A clear-eyed reading of the seventeen Sustainable Development Goals reveals not a simple checklist, but a set of priorities that sometimes pull against one another — and a framework that needs realism as much as ambition.

Ten years after the United Nations adopted the seventeen Sustainable Development Goals, the agenda faces four defining questions: how to coordinate macroeconomic policy and preserve financial stability; how to deepen cooperation in the digital economy and narrow the digital divide; how to advance the green transition; and how to strengthen multilateral governance and the trading system. None of these can be answered by any country alone.

The contradictions inside the framework

The harder truth is that some goals are structurally in tension. A green-transition paradox sits at the centre: responsible production and consumption raise the cost of goods, which can push vulnerable groups back toward poverty unless deliberately cushioned. A public-expenditure paradox follows: health and education both demand sustained public spending, yet so do hunger, infrastructure and basic services — and governments must sequence, not simply will, these priorities into being.
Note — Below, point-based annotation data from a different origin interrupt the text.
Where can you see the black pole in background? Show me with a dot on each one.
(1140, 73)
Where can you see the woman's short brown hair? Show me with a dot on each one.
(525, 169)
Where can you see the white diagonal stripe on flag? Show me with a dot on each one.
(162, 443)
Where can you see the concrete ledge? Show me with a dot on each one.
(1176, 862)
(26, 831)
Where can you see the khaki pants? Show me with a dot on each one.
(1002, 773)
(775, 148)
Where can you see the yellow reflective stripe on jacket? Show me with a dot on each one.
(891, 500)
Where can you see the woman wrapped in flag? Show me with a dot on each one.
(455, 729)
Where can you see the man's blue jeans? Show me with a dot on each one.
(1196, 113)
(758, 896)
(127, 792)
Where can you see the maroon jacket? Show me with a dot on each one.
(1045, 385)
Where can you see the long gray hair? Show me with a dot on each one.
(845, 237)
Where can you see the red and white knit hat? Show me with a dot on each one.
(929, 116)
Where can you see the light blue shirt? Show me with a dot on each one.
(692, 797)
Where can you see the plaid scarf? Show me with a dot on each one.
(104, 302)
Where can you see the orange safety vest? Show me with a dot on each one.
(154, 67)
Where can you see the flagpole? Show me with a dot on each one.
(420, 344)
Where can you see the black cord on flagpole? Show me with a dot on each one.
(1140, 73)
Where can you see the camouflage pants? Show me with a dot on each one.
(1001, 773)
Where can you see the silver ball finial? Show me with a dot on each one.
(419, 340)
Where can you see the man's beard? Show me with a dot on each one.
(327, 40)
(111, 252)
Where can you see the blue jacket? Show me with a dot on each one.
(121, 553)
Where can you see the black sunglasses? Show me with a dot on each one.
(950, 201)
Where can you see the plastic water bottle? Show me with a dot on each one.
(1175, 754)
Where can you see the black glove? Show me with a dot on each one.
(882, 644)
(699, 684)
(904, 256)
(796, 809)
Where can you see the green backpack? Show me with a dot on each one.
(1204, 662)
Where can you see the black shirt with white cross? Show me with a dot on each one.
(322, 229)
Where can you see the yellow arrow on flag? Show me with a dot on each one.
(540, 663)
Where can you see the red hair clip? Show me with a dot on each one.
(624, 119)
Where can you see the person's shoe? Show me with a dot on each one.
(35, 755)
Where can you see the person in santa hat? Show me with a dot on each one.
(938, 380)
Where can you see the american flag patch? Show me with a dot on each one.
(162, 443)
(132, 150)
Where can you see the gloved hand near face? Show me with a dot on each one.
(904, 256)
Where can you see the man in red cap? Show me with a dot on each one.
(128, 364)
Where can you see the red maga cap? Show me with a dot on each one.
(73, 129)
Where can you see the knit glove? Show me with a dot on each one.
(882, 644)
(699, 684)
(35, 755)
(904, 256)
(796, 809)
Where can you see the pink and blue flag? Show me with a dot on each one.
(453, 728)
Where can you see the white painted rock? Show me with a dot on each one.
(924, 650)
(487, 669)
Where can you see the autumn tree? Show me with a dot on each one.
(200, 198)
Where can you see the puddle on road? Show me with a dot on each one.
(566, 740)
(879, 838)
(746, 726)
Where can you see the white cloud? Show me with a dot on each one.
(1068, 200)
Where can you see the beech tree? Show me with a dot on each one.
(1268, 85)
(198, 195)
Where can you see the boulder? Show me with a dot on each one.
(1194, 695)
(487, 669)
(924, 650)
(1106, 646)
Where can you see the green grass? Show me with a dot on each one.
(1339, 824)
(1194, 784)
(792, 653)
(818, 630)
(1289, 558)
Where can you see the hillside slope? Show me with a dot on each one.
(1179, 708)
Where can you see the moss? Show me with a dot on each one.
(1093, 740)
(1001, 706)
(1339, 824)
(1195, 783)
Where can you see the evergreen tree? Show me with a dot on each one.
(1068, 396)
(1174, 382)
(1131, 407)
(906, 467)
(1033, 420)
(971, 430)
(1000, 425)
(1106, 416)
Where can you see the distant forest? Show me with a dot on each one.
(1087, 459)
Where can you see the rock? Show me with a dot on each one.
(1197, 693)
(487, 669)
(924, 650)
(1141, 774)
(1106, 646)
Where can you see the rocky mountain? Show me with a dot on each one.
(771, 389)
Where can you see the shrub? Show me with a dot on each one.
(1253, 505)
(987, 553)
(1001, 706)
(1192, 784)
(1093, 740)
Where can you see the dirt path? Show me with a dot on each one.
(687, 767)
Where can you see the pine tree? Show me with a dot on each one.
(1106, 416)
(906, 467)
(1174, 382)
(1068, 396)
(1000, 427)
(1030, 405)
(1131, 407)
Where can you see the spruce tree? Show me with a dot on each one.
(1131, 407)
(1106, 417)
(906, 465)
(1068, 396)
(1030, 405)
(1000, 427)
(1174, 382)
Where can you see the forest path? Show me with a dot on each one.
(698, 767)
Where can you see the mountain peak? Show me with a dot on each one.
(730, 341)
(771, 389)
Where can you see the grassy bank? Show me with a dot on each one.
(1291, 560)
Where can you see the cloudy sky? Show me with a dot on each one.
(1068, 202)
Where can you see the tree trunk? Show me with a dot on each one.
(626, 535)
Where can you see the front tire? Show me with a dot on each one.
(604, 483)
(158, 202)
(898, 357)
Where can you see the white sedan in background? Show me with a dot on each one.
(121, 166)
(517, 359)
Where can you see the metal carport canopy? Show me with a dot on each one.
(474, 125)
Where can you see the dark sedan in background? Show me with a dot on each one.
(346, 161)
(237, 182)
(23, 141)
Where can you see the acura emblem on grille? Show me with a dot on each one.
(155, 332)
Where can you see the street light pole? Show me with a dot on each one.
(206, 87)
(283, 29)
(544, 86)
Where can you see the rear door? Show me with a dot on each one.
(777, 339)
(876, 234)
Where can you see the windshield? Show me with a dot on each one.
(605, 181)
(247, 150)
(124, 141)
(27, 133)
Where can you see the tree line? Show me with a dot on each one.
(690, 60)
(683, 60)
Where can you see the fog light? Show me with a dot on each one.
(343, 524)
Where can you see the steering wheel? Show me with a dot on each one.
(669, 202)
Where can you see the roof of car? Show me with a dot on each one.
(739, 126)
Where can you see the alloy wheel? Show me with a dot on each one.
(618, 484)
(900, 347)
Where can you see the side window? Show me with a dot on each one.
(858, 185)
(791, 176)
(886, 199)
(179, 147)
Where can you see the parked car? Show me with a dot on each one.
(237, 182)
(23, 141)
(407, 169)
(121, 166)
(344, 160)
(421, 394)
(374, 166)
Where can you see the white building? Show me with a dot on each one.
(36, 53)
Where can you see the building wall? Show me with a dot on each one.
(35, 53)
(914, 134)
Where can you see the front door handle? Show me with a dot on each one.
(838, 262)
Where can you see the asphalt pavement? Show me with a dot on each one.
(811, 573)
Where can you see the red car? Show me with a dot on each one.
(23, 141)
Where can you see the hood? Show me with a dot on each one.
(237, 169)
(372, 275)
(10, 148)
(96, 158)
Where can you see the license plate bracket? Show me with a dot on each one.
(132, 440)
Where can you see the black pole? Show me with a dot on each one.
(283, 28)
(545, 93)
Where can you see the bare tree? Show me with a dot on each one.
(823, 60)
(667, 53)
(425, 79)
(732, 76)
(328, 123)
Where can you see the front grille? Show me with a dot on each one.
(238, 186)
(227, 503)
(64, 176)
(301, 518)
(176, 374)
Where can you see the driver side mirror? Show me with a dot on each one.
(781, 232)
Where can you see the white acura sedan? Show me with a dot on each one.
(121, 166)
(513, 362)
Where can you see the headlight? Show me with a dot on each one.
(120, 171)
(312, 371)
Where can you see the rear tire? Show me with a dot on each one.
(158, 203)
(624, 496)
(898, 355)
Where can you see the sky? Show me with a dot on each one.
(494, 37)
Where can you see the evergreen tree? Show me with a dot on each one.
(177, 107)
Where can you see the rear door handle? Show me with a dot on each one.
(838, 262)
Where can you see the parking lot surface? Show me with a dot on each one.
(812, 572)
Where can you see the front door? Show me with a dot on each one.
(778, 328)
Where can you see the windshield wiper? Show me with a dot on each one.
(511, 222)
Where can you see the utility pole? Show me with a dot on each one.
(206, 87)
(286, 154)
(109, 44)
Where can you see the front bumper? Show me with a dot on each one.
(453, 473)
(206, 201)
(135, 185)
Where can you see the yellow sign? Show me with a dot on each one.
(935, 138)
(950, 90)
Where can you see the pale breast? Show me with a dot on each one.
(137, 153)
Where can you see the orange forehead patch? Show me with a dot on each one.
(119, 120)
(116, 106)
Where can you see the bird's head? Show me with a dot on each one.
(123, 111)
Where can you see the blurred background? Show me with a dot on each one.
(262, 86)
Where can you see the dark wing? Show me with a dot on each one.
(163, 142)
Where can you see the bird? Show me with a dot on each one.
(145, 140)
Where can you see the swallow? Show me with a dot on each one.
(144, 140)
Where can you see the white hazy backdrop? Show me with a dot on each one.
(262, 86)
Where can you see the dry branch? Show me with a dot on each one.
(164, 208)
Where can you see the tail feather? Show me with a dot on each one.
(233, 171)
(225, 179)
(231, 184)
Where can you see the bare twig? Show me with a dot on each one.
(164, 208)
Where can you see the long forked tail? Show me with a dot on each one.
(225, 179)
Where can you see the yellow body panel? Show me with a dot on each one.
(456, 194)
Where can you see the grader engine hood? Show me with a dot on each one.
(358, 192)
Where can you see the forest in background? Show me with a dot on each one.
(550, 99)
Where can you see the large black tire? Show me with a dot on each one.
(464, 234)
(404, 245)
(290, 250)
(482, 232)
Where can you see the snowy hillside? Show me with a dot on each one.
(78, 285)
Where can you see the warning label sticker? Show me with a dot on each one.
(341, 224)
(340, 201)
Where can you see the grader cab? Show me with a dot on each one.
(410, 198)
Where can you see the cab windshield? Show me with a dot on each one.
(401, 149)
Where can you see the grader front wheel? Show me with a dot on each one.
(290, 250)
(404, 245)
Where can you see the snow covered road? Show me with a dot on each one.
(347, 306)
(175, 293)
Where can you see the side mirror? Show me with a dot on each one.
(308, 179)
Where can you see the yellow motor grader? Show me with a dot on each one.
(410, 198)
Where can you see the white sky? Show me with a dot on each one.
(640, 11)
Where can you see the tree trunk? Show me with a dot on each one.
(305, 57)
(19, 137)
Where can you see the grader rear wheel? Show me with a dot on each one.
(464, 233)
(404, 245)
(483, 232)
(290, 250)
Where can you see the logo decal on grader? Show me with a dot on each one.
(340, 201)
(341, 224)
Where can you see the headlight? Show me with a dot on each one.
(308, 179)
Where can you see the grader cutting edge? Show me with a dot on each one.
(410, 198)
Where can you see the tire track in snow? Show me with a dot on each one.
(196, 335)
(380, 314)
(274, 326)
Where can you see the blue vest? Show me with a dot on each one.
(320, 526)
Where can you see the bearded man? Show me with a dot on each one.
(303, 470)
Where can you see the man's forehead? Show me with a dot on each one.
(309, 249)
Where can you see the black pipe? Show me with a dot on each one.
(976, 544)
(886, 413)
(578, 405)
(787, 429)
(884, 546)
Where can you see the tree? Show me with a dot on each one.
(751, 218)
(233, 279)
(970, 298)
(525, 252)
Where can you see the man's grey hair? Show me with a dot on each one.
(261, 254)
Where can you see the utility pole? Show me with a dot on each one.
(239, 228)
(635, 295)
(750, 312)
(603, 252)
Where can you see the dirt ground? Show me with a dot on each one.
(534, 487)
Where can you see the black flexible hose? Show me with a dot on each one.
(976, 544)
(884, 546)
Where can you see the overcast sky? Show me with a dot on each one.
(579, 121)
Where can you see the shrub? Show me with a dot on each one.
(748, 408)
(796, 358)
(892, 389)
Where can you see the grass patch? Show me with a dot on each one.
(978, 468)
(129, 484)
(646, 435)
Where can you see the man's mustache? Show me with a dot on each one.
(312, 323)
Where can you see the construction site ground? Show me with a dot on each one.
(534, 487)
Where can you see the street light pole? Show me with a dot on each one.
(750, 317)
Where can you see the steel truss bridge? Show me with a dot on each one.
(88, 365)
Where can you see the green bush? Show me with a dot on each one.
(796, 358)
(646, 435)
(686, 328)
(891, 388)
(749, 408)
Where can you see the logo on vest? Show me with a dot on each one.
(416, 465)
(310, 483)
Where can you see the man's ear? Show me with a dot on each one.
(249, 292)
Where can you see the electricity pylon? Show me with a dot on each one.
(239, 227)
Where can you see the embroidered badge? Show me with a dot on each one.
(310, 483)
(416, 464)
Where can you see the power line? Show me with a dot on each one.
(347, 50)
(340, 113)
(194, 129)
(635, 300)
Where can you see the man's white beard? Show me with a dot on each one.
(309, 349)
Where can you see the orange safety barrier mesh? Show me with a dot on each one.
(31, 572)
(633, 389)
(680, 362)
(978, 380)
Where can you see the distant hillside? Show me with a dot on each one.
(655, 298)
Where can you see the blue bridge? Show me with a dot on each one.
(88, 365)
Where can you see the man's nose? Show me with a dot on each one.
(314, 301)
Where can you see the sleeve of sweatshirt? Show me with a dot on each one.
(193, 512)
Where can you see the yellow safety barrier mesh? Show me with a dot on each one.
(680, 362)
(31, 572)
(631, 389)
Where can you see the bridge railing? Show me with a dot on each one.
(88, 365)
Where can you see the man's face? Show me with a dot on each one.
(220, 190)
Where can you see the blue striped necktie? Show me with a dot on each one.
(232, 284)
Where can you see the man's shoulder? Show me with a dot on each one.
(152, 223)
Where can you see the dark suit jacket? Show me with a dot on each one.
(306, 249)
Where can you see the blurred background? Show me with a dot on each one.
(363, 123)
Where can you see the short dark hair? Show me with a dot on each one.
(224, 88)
UN Asia-Pacific Forum — photo 1

What is largely absent from the SDG framework is any feasibility analysis. Annual progress reports too often read as performance scorecards rather than analytical tools that identify which goals can be pursued together, which require sequencing, and which are genuinely in conflict. To choose among competing goods, gradually and realistically, is precisely what responsible policy is for.

Reading regional data with care

Aggregate figures for a region as heterogeneous as "Asia-Pacific" must be read with caution. The category is an administrative grouping, not a socio-economic one: it spans highly advanced economies alongside countries still facing severe infrastructure deficits. When data of very different quality and completeness are weighted equally, the resulting averages can mislead more than they reveal. A relative delay on a given goal is not necessarily a failure — often it reflects a different, defensible sequence of national priorities.

The way forward is neither ideological optimism nor resignation, but disciplined honesty: treat the Goals as a shared direction pursued at different stages and different speeds, supported by analysis robust enough to guide real choices.